External validation of a model is the process of assessing the generalizability or transportability of its predictions to an independent sample. The process of external validation may lead to rejection of a proposed model, or the proposed model may be accepted (validated) if the performance characteristics are deemed to be sufficient. Resampling methods are used for ‘internal validation’ of the model for data originating under the same setting. Though internal validation can be thought of as an estimate of external validation, it is not sufficient evidence of external validation.
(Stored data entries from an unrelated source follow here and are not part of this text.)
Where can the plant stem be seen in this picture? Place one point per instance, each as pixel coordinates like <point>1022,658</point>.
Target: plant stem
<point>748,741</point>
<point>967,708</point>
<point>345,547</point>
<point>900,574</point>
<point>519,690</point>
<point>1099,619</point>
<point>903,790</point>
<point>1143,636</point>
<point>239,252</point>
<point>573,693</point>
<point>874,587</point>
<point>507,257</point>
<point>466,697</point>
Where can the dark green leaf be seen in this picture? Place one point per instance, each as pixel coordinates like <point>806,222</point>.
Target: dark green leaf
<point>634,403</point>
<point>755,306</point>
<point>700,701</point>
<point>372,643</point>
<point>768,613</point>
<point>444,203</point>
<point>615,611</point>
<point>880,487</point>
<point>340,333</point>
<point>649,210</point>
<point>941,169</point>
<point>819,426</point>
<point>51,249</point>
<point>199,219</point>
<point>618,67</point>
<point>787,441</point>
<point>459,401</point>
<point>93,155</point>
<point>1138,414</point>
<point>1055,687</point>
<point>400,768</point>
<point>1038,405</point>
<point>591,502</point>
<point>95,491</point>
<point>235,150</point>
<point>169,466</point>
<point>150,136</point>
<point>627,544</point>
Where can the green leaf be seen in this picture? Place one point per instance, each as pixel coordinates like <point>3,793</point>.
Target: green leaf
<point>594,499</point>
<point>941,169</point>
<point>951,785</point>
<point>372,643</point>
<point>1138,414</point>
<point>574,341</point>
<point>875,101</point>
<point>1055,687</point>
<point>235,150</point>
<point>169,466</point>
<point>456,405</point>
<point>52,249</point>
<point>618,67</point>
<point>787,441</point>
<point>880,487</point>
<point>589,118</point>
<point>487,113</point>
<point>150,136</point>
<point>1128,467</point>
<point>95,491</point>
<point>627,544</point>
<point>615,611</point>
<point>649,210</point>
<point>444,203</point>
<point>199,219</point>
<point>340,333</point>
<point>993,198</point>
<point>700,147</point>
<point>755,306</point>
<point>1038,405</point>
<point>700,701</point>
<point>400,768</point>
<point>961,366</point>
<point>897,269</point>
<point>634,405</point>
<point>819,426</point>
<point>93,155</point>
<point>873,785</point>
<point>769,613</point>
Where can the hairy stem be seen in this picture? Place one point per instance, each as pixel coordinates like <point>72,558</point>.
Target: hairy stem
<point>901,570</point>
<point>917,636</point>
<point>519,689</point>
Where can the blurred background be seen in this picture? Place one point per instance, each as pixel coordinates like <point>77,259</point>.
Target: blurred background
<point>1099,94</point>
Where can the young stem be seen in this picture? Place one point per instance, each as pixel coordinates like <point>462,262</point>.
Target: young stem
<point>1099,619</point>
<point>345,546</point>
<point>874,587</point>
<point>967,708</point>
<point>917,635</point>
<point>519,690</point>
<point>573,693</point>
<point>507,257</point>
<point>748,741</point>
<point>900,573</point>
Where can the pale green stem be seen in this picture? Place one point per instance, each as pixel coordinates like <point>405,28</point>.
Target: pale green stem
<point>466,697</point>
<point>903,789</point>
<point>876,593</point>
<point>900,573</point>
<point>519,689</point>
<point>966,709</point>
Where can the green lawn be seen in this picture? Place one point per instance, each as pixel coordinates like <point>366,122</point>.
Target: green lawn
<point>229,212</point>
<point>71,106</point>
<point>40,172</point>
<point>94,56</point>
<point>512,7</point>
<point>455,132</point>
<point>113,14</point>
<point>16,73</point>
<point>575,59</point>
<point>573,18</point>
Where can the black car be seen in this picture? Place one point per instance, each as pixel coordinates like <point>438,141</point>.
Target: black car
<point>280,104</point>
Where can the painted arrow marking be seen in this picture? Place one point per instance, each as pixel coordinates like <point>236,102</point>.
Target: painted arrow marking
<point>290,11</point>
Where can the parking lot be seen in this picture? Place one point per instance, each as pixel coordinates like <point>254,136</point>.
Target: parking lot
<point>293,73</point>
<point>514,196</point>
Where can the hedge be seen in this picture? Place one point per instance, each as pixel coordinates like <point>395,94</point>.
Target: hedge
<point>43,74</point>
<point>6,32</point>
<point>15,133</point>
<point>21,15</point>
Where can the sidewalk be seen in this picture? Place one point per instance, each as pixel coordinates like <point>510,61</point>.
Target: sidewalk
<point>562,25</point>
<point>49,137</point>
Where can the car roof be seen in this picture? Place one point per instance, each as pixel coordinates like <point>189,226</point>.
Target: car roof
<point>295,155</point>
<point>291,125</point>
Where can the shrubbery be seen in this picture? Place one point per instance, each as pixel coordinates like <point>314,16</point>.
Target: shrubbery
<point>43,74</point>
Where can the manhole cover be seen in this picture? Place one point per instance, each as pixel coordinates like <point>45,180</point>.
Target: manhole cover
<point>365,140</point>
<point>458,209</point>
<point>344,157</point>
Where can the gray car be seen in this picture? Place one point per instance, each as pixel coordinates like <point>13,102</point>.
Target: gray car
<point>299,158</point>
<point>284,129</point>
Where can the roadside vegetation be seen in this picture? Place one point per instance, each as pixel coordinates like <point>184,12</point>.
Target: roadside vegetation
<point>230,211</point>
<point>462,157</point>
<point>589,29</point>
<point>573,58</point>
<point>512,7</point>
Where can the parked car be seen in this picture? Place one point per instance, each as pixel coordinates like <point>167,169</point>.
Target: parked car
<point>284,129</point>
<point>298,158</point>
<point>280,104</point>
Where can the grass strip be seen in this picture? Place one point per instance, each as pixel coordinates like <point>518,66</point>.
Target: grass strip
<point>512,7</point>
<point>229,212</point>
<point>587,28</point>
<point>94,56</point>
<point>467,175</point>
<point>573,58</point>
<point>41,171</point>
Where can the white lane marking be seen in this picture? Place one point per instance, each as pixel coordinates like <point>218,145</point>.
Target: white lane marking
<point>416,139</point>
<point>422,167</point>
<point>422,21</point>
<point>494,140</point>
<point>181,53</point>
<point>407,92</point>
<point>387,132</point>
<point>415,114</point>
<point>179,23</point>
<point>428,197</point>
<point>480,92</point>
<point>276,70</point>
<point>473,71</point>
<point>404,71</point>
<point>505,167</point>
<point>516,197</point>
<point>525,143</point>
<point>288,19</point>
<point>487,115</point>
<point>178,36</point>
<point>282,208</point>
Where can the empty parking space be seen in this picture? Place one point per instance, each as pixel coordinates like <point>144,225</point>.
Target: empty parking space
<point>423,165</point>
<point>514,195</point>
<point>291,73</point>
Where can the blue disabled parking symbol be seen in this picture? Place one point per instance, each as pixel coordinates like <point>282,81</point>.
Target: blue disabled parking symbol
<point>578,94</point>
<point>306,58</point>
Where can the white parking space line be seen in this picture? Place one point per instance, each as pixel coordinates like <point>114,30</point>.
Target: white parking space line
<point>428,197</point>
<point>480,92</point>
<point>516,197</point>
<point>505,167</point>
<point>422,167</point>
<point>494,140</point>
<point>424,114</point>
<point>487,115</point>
An independent dataset suitable for external validation generally has one or more of the following properties (Moons et al. (2012)):
- Temporal differences
- Data may be collected from the same locations, but over different periods of time.
- Geographic differences
- Data was collected from different locations.
- Institutional differences
- Data was collected from an organization not connected with the original source.
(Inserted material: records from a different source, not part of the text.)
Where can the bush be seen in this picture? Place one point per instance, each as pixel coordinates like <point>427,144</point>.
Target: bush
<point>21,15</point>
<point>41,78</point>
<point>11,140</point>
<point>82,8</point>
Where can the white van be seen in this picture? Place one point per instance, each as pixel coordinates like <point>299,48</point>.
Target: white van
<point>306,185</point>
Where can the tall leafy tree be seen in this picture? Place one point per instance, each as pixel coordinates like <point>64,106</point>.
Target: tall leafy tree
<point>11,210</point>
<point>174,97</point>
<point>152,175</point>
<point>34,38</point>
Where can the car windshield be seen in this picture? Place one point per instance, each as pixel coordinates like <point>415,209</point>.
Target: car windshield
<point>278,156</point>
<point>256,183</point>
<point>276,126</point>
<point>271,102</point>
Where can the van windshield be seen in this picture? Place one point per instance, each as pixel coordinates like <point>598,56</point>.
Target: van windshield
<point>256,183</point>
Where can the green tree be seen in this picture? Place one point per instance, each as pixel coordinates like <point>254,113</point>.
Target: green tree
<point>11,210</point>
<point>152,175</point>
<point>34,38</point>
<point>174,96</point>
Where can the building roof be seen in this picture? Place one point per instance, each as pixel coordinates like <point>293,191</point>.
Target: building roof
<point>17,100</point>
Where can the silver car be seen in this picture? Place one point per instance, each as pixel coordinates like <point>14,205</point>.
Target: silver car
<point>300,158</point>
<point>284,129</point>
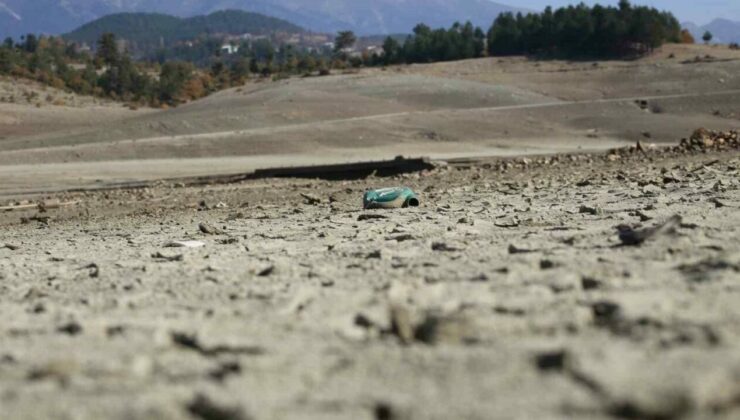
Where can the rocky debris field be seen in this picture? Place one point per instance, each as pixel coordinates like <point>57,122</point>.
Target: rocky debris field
<point>574,286</point>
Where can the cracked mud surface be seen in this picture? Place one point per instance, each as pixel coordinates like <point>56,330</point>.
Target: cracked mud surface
<point>507,294</point>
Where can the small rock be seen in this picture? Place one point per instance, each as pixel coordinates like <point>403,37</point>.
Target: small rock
<point>445,330</point>
<point>551,361</point>
<point>371,216</point>
<point>159,256</point>
<point>590,210</point>
<point>634,237</point>
<point>444,247</point>
<point>202,407</point>
<point>208,229</point>
<point>401,325</point>
<point>185,244</point>
<point>72,328</point>
<point>311,199</point>
<point>589,283</point>
<point>513,249</point>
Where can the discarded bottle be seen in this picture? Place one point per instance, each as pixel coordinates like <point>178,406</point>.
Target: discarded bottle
<point>389,198</point>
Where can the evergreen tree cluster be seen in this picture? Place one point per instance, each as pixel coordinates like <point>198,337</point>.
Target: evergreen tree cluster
<point>109,73</point>
<point>573,31</point>
<point>583,31</point>
<point>426,45</point>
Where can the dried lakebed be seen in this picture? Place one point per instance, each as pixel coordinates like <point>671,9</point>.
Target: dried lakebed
<point>507,294</point>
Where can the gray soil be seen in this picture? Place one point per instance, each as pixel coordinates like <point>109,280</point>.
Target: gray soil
<point>507,294</point>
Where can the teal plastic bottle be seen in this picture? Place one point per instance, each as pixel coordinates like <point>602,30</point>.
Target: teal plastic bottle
<point>390,198</point>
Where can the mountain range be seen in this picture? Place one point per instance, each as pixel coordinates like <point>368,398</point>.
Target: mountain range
<point>147,32</point>
<point>365,17</point>
<point>724,31</point>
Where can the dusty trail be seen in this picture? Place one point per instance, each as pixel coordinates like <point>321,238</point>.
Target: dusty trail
<point>506,294</point>
<point>379,117</point>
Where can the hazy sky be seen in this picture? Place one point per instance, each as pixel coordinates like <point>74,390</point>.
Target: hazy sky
<point>697,11</point>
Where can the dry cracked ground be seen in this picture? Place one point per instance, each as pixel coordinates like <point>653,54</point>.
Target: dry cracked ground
<point>507,294</point>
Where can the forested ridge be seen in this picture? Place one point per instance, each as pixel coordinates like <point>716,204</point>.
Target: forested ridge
<point>186,72</point>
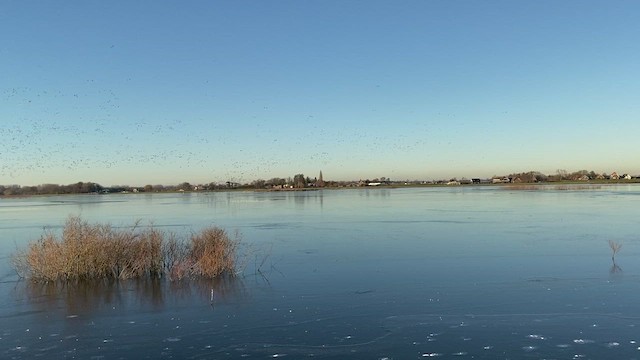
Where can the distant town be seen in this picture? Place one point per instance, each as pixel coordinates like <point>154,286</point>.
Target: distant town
<point>302,182</point>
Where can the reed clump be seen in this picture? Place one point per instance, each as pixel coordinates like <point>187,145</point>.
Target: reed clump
<point>87,251</point>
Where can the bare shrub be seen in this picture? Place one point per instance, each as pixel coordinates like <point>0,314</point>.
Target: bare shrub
<point>615,247</point>
<point>98,251</point>
<point>212,252</point>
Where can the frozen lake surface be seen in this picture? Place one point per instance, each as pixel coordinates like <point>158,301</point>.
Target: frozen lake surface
<point>465,272</point>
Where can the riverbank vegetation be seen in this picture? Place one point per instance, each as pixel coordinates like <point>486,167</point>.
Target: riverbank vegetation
<point>87,251</point>
<point>302,182</point>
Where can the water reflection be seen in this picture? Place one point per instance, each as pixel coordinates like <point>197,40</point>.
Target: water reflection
<point>85,298</point>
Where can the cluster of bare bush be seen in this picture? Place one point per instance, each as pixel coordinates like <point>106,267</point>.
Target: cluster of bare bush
<point>99,251</point>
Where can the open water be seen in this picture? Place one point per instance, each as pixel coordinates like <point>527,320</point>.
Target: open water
<point>487,272</point>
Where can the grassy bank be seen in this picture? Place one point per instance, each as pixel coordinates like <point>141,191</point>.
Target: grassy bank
<point>87,251</point>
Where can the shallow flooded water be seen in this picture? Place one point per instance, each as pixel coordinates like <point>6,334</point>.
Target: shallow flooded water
<point>465,272</point>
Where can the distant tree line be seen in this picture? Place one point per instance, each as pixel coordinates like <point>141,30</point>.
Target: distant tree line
<point>298,181</point>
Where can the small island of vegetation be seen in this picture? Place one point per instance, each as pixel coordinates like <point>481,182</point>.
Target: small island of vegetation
<point>101,252</point>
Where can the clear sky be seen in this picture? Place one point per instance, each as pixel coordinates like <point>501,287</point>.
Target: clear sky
<point>162,92</point>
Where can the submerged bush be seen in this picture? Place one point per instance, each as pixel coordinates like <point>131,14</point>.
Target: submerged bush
<point>98,251</point>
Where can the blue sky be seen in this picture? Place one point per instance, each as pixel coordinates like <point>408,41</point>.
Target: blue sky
<point>161,92</point>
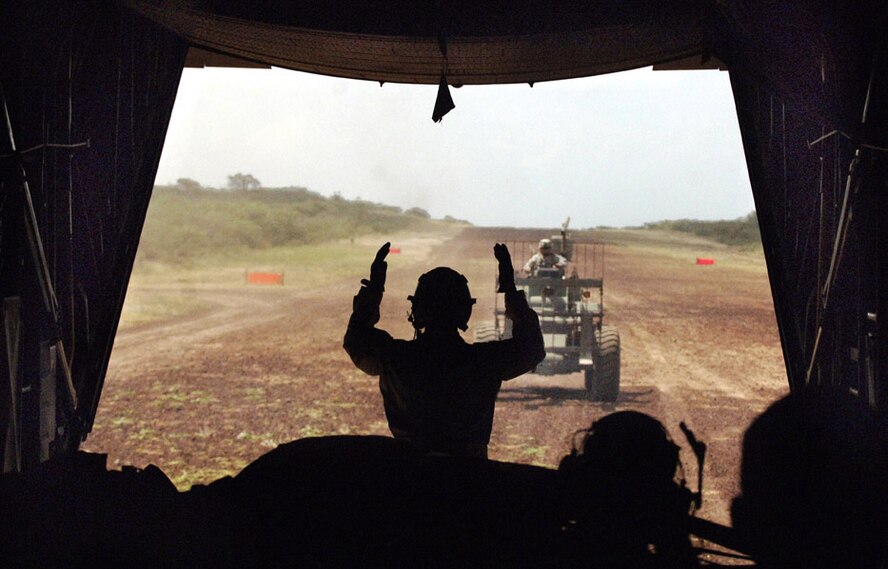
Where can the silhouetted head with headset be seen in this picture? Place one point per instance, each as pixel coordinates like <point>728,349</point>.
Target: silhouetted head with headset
<point>625,498</point>
<point>442,301</point>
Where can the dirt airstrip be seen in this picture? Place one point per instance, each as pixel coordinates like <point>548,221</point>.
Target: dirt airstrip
<point>203,395</point>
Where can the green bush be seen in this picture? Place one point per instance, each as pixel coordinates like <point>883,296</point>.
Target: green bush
<point>188,223</point>
<point>743,231</point>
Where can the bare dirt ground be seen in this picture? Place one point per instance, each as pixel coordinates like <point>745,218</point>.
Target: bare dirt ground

A principled approach to external validation follows these steps:
- Collect a suitable independent sample of sufficient size.
- Create a descriptive summary table that compares the characteristics of the original sample vs. the external sample.
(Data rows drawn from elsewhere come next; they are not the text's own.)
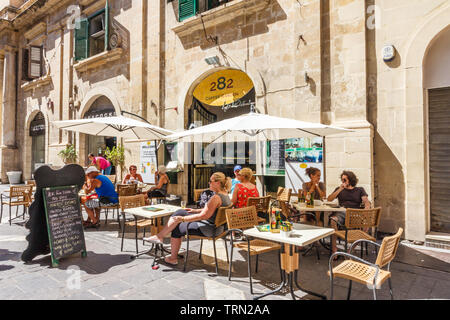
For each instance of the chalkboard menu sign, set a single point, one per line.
(64, 222)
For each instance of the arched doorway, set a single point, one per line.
(102, 107)
(437, 85)
(220, 95)
(37, 134)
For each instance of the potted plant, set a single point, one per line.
(69, 154)
(116, 156)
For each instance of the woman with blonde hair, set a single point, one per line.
(245, 189)
(200, 222)
(162, 182)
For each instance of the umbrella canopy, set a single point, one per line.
(115, 127)
(255, 127)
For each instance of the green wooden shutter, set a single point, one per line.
(187, 9)
(82, 40)
(106, 25)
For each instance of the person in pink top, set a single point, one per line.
(101, 163)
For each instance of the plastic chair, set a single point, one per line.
(262, 205)
(220, 221)
(364, 272)
(356, 220)
(239, 220)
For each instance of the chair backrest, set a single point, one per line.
(221, 217)
(262, 204)
(242, 218)
(284, 194)
(362, 218)
(388, 249)
(20, 191)
(112, 178)
(125, 190)
(197, 193)
(131, 201)
(30, 182)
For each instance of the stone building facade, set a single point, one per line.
(314, 60)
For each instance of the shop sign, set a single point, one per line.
(223, 87)
(37, 127)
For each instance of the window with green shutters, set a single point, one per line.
(82, 40)
(187, 9)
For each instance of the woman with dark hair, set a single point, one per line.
(314, 188)
(349, 196)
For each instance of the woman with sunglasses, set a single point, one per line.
(349, 196)
(133, 176)
(200, 222)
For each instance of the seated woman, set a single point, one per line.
(315, 188)
(162, 182)
(106, 195)
(349, 196)
(201, 222)
(245, 189)
(133, 176)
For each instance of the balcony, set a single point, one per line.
(219, 14)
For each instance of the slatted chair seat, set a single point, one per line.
(242, 219)
(354, 235)
(364, 272)
(258, 246)
(360, 272)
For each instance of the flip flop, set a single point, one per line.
(170, 263)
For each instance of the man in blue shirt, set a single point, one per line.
(235, 181)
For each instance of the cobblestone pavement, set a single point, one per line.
(108, 273)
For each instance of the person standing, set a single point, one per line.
(235, 180)
(101, 164)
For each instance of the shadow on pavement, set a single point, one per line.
(94, 263)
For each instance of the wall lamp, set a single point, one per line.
(212, 60)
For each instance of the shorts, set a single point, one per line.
(181, 230)
(340, 218)
(92, 203)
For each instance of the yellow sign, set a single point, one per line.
(223, 87)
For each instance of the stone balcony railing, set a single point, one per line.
(218, 15)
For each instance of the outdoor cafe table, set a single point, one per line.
(167, 210)
(302, 235)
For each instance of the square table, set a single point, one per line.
(301, 236)
(167, 210)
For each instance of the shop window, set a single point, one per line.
(33, 63)
(189, 8)
(91, 38)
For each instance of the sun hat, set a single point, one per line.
(91, 169)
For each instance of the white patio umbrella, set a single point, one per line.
(255, 127)
(119, 126)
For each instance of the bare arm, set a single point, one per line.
(367, 204)
(207, 212)
(234, 197)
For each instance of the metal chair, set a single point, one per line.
(356, 220)
(127, 202)
(18, 196)
(239, 220)
(220, 221)
(364, 272)
(262, 205)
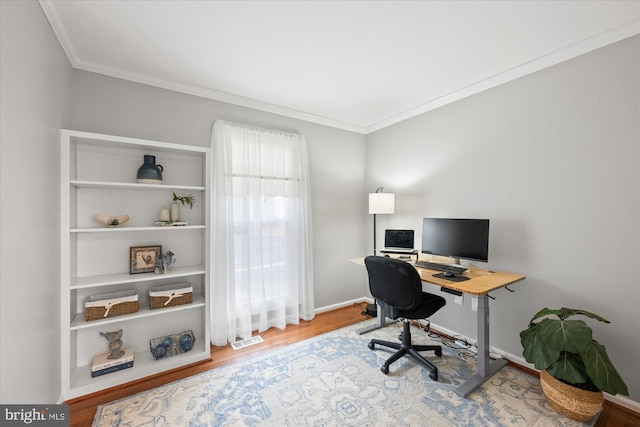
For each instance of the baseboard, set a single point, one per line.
(343, 304)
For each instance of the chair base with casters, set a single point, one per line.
(407, 348)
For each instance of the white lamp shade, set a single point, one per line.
(382, 203)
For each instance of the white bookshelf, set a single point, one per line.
(98, 175)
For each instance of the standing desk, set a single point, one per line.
(480, 283)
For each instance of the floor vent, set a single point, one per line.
(246, 343)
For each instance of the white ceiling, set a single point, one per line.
(355, 65)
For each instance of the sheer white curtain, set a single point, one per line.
(261, 231)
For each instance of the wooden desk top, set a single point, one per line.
(480, 281)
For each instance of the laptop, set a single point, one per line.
(398, 241)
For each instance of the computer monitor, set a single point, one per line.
(456, 238)
(402, 239)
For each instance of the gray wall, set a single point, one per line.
(553, 159)
(337, 170)
(36, 85)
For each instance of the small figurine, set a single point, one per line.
(167, 260)
(115, 343)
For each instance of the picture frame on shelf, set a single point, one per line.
(143, 258)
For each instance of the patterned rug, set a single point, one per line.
(335, 380)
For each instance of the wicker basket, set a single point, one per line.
(572, 402)
(170, 295)
(110, 305)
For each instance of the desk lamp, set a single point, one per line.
(380, 203)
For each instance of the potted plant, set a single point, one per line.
(574, 368)
(175, 208)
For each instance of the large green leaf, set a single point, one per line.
(565, 335)
(568, 367)
(564, 312)
(601, 370)
(534, 350)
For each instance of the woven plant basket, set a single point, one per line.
(572, 402)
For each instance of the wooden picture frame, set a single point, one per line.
(142, 259)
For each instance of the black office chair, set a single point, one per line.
(397, 287)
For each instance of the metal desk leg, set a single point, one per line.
(381, 323)
(486, 367)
- Compare prediction performance estimates for the following scenarios
- Original apparent: The original model applied to the original data.
- Original internally validated: The cross-validitory based estimate from the original model applied to the original data.
- Original externally validated: The original model applied to the new data.
- Compare model parameter estimates and prediction performance estimates from
- The original model
- The original model selection algorithm applied to the new data only
- The original model selection algorithm applied to the combined data (original + new)
- Potentially an updated model selection algorithm applied to the combined data (original + new)
- Discuss differences for these outcomes, whether they might be due to population differences, overfitting, underfitting, differences in data capture, extrapolation, etc.